Document Type



Despite the increases in global wealth attributable to globalization and increased international trade, the damage done by socially irresponsible production practices remains an area of concern for international human and labor rights advocates. Because international trade law under the World Trade Organization (WTO) imposes strict limitations on the policy options available to Member States, international human rights and international trade have been viewed as fundamentally at odds with one another. This Article argues that market-based incentives can be used to allow international trade to reinforce established human rights principles, rather than constantly undermining government attempts to formulate appropriate policy solutions.

This Article proposes that the United States create and implement a voluntary, government-run system of human rights label. Like the content positive labels currently offered for organic products, this human rights labeling system would provide consumers with additional information in order to reward producers who had met certain standards.

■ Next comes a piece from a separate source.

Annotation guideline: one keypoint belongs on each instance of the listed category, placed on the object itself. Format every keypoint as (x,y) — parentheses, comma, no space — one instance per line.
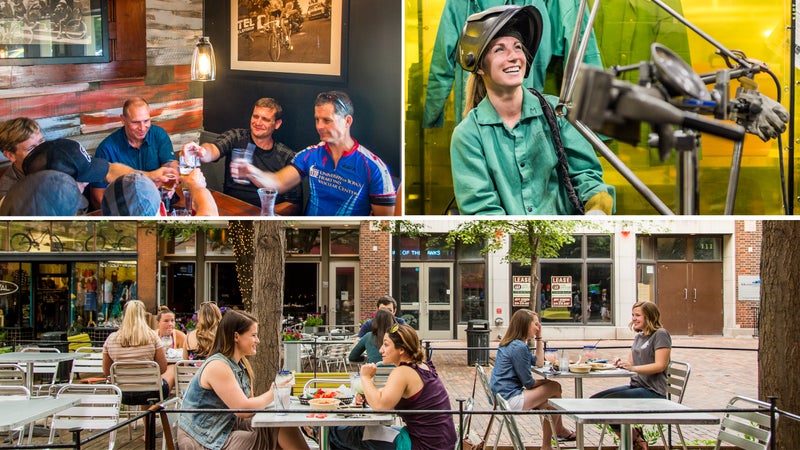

Unlike the current system that allows producers to place whatever “human rights” labels that they want on their products and allows numerous third-party certification schemes, a government-run system could serve to create one label that consumers will recognize as credible, consistent, and enforceable.

Most importantly, the labeling system proposed by this Article does not run afoul of the United States’s commitments under the WTO. The two relevant agreements, the Agreement on Technical Barriers to Trade (TBT Agreement) and the General Agreement on Tariffs and Trade (GATT), are examined in depth for any possible conflicts. The Article concludes that because of the voluntary nature of the label, the proposed labeling scheme should be able to survive scrutiny by a WTO dispute settlement panel, if it such a challenge were to arise. Further, the Article argues that the label could be justified as a general exception, as provided for in Article XX of the GATT.